Bufando, Iko apoiou as mãos nos quadris. Sua preocupação durou alguns momentos, mas logo ela sorriu de novo.
— Já sei. Vou escolher meus dez favoritos e vou vender o resto nas redes de roupas para androides. Podemos usar o lucro para construir escolas nos setores externos, ou em alguma outra coisa beneficente assim. — Passando o dedo por uma manga de renda, ela olhou para Cinder. — O que você acha?
Se os olhos de Cinder refletissem seus humores, estariam azul-safira de orgulho.
— Acho uma ótima ideia.
Iko sorriu e começou a mexer nas araras de novo, selecionando os favoritos, enquanto Cinder se virava para olhar o reflexo no espelho que tinha sido emprestado de uma das naves terráqueas. Ela ainda estava se acostumando a se ver tão… rainha.
Seu vestido era novinho. Apesar de ter pretendido usar uma das roupas de Winter novamente, algumas costureiras de Artemísia pediram permissão para criar o vestido de sua coroação, dizendo que seria uma honra. Cinder nem sabia que tinha expectativas até o vestido superá-las.
Feito com as cores oficiais de Luna, branco, vermelho e preto, o vestido continha mais tecido do que ela já tinha visto na vida. A saia branca pesada a envolvia como um sino, com uma cauda enorme que a seguiria pelo longo corredor. Havia pedras vermelhas e pretas por toda a barra da saia e no corpete. Um decote modesto, com manguinhas de meia cava, caía com perfeição nela.
Ela esperava que as costureiras também fizessem luvas para cobrir a mão ciborgue, mas não fizeram.
— Nada de luvas — disse uma delas quando Cinder perguntou. — E nada de véu.
Uma batida chamou a atenção dela para a porta, e o guarda, Kinney, entrou.
— Vossa Majestade — cumprimentou. A expressão respeitosa se tornou azeda quando ele se dirigiu a Iko. — Madame conselheira.
Os olhos de Iko ficaram acobreados de orgulho pelo título novo, apesar de ela retribuir a expressão do guarda.
— Sim, Kinney? — disse Cinder.
— O capitão e a tripulação dele estão pedindo uma audiência.
— Rá! — A voz de Thorne foi ouvida vinda do corredor. — Eu falei que conseguia fazer com que ele me chamasse de capitão.
Cinder revirou os olhos.
— Deixe que entrem.
Eles entraram antes que Kinney pudesse admiti-los, todos sorrindo e vestidos formalmente para a ocasião. Até Lobo estava de terno, embora Cinder não imaginasse que tivesse sido fácil encontrar um que coubesse no corpo alterado com tanta rapidez. A camisa vermelha combinava com o vestido deslumbrante de Scarlet, o tecido contrastando espetacularmente com o cabelo. Thorne estava de smoking e gravata-borboleta. Ele entrou empurrando Cress no aparelho flutuador; Cinder tinha sido informada de que os ferimentos dela estavam cicatrizando bem, e esperava-se que ela já estivesse fazendo pequenas caminhadas até o final da semana. Cress estava usando um vestido amarelo leve de Winter, ajustado a ela. Jacin estava de uniforme de guarda, mas tinha substituído a armadura tradicional dos ombros por dragonas impressionantes, deixando-o parecido com um príncipe ao lado de Winter, que estava ainda mais estonteante do que o habitual com um vestido branco que pareceria comum em qualquer outra pessoa. Kai acompanhava o grupo, com uma camisa preta social de gola chinesa.
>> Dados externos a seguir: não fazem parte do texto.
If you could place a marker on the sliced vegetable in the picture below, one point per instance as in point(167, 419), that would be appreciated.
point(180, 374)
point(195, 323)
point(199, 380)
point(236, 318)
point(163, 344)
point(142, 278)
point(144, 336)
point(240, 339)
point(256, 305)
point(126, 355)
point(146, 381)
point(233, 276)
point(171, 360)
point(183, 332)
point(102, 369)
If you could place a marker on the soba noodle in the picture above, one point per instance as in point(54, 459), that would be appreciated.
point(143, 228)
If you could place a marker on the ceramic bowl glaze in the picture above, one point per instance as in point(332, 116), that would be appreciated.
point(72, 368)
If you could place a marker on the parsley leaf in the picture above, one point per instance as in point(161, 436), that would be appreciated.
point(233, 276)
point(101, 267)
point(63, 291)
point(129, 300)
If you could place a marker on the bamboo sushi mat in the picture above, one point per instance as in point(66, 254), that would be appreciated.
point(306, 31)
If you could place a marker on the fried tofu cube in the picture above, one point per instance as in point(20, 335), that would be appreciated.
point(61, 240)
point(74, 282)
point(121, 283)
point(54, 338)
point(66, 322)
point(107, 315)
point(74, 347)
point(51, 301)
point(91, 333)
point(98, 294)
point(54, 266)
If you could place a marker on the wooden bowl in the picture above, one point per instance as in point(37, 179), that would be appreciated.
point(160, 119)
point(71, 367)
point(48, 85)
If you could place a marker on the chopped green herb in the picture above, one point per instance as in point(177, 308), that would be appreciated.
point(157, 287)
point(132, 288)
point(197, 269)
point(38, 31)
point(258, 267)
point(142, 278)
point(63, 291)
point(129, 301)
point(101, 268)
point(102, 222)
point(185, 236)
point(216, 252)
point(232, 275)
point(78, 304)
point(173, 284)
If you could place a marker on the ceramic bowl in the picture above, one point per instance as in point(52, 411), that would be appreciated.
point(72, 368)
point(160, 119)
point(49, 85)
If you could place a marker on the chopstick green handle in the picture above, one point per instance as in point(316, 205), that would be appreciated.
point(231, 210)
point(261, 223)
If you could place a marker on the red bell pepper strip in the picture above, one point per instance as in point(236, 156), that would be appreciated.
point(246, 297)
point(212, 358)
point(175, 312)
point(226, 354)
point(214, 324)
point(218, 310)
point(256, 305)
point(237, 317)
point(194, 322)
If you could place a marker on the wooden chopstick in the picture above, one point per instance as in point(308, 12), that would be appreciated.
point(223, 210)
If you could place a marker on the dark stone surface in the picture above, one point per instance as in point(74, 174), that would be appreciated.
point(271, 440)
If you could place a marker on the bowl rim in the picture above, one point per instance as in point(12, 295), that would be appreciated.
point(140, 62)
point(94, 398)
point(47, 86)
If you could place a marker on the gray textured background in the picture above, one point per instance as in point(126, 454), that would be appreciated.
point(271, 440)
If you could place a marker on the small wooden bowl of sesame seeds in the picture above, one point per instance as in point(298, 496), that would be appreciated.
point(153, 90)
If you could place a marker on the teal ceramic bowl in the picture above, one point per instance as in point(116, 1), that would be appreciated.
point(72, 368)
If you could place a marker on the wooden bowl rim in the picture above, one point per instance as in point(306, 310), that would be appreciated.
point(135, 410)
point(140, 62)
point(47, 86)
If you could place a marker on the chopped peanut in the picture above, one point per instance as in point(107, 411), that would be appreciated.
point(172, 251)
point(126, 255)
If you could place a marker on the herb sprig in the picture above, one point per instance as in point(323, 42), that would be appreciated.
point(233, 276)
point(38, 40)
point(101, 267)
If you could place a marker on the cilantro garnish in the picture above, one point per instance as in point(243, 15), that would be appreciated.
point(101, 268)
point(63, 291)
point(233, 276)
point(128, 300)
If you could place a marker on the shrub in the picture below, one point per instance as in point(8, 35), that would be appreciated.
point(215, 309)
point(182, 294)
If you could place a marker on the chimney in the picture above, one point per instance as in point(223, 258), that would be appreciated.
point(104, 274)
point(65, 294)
Ele estava carregando uma bandeja de prata com um bolo redondo coberto com espirais de glacê amarelo. Cinder soube na mesma hora que não era de um dos chefs reais, cujas criações eram quase imaculadas demais para serem tocadas. Esse bolo, com o glacê desajeitado e pouca decoração, era incrivelmente despretensioso.
Com uma reverência, o guarda saiu pela porta. Iko mostrou a língua para as costas dele.
— O que está acontecendo? — perguntou Cinder. — A coroação começa em vinte minutos. Vocês todos já deviam estar em seus lugares.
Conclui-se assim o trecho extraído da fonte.